Trawling Iraq's threatened marshes to collect plastic waste
Iraq's vast swamplands are the reputed home of the biblical Garden of Eden, but the waterways are drying out and becoming so clogged with waste their very existence is at risk, activists warn.
"For 6,000 or 7,000 years the inhabitants have protected the marshes," said Raad al-Assadi, director of Chibayish Organisation for Ecotourism, who this week began work on a boat to try to clear some of the worst areas of trash.
"But we have reached a stage where the marshes are threatened with extinction."
The swamps, nestled between the Tigris and Euphrates rivers, are one of the world's largest inland deltas.

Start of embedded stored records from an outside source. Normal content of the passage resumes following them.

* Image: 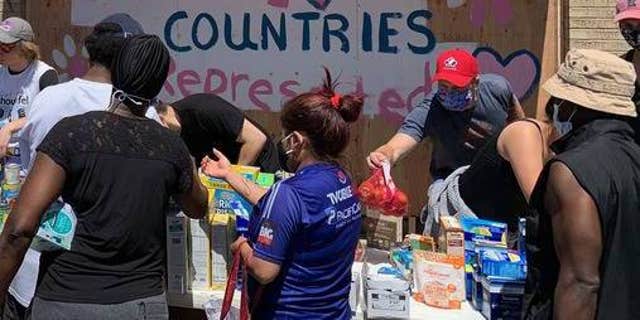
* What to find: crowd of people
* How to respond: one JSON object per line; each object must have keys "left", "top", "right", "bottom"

{"left": 0, "top": 0, "right": 637, "bottom": 319}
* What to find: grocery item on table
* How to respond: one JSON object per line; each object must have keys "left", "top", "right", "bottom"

{"left": 390, "top": 247, "right": 413, "bottom": 280}
{"left": 190, "top": 218, "right": 212, "bottom": 290}
{"left": 438, "top": 216, "right": 464, "bottom": 257}
{"left": 364, "top": 262, "right": 411, "bottom": 319}
{"left": 405, "top": 234, "right": 436, "bottom": 252}
{"left": 4, "top": 162, "right": 20, "bottom": 186}
{"left": 166, "top": 214, "right": 190, "bottom": 294}
{"left": 200, "top": 165, "right": 260, "bottom": 190}
{"left": 460, "top": 217, "right": 508, "bottom": 250}
{"left": 210, "top": 213, "right": 235, "bottom": 290}
{"left": 362, "top": 209, "right": 403, "bottom": 250}
{"left": 481, "top": 276, "right": 525, "bottom": 320}
{"left": 413, "top": 250, "right": 465, "bottom": 309}
{"left": 478, "top": 248, "right": 526, "bottom": 280}
{"left": 357, "top": 162, "right": 408, "bottom": 217}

The wetlands barely survived the wrath of dictator Saddam Hussein, who ordered they be drained in 1991 as punishment for communities protecting insurgents and to hunt them down.
But after Saddam was toppled, Iraq pledged to preserve the ecosystem and provide functional services to the marshland communities, and they were inscribed as a UNESCO World Heritage site in 2016 both for their biodiversity and their ancient history.

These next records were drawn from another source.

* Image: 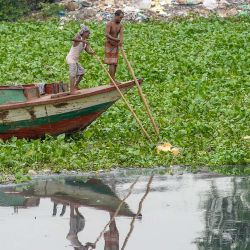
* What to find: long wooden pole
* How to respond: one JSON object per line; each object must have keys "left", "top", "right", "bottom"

{"left": 91, "top": 177, "right": 139, "bottom": 248}
{"left": 90, "top": 48, "right": 152, "bottom": 142}
{"left": 120, "top": 47, "right": 160, "bottom": 137}
{"left": 121, "top": 175, "right": 154, "bottom": 250}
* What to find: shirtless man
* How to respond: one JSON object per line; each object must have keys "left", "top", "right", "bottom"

{"left": 66, "top": 26, "right": 94, "bottom": 94}
{"left": 104, "top": 10, "right": 124, "bottom": 84}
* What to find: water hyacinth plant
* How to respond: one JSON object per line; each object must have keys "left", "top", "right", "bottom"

{"left": 0, "top": 16, "right": 249, "bottom": 178}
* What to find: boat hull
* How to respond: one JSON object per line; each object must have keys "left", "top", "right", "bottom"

{"left": 0, "top": 80, "right": 141, "bottom": 140}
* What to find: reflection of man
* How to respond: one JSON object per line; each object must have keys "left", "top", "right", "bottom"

{"left": 67, "top": 205, "right": 95, "bottom": 250}
{"left": 52, "top": 202, "right": 66, "bottom": 216}
{"left": 104, "top": 213, "right": 119, "bottom": 250}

Tourists have returned, but one of the main visible sources of pollution in the area are visitors who throw away their "plastic waste", said Assadi.
After decades of brutal war, Iraq lacks structures for the collection and disposal of waste, and 70 percent of its industrial waste is dumped directly into rivers or the sea, according to data compiled by the United Nations and academics.